Veneer cutting was also a two-man operation, but the sizes were smaller, so the usual method was to fix the log firmly on end, then the men used a saw with several blades tensioned side by side to saw vertically down the log. Veneering in general refers to the act of gluing a decorative sheet or sheets onto a substrate. Often several consecutive leaves will have almost identical grain features, and can be matched to give patterns reminiscent of a kaleidoscope. The veneer was either laid using a heavy caul, or sometimes a press, or very often using an iron not unlike a domestic iron for clothes.
Marquetry refers to the process of making highly complicated pictorial designs from sheets of veneer. First, the design is drawn onto paper. Then the design is transferred onto a sheet of veneer. In the days before photocopiers, this was done by pricking through the paper to make a line of small holes, then a bag filled with black powder was thumped down onto the paper surface to force the powder through the holes onto the wood below. Now that a line is visible, it is possible to saw along the line to make any shape you wish - birds, trees, flowers and so on. Other sheets are cut in reverse, so that "islands" match with "holes". The entire pattern is then assembled like a jigsaw puzzle, and glued onto a sheet of paper to hold all the pieces together. Finally, the entire sheet is pressed and glued down paper side up. When the glue is dry, the paper can be scraped off to reveal the full glory of the pattern.

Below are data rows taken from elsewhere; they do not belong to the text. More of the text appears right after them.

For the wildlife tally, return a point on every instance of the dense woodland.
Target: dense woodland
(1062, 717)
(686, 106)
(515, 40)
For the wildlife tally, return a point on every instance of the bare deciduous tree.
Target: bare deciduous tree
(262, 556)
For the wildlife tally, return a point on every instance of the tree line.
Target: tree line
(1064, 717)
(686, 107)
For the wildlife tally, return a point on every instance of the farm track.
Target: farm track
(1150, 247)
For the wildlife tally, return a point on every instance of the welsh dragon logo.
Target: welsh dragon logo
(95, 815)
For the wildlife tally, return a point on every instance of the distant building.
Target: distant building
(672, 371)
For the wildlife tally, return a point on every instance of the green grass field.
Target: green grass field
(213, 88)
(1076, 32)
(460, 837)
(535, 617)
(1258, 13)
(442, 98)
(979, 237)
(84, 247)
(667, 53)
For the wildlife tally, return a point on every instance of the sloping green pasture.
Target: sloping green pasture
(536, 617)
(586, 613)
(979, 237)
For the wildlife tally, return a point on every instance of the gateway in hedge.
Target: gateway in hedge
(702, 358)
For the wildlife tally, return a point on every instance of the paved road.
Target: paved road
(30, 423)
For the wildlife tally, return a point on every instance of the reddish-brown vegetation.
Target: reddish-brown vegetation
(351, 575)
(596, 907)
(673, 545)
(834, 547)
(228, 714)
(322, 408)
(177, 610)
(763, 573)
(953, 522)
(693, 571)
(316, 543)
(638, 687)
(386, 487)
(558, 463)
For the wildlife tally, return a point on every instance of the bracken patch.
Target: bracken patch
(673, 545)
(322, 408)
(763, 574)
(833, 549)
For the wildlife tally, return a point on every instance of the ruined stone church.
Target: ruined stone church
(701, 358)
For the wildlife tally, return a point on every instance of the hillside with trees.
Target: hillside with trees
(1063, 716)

Parquetry is not unlike marquetry, except that the patterns are usually geometrical, and are made not by sawing a layer at a time, but by making pattern blocks which can then be sliced into tiles. Very intricate designs were made in two different parts of Europe. One was Northern Italy, and the other was Tonbridge Wells, south of London. A particular style of Tonbridge Ware was developed around 1840 using tiny mosaic wood blocks, and shares almost identical techniques with guitar-makers who make rosettes. There are two excellent museum collections of Tonbridge Ware : one in Tonbridge Wells and the other in Central Birmingham.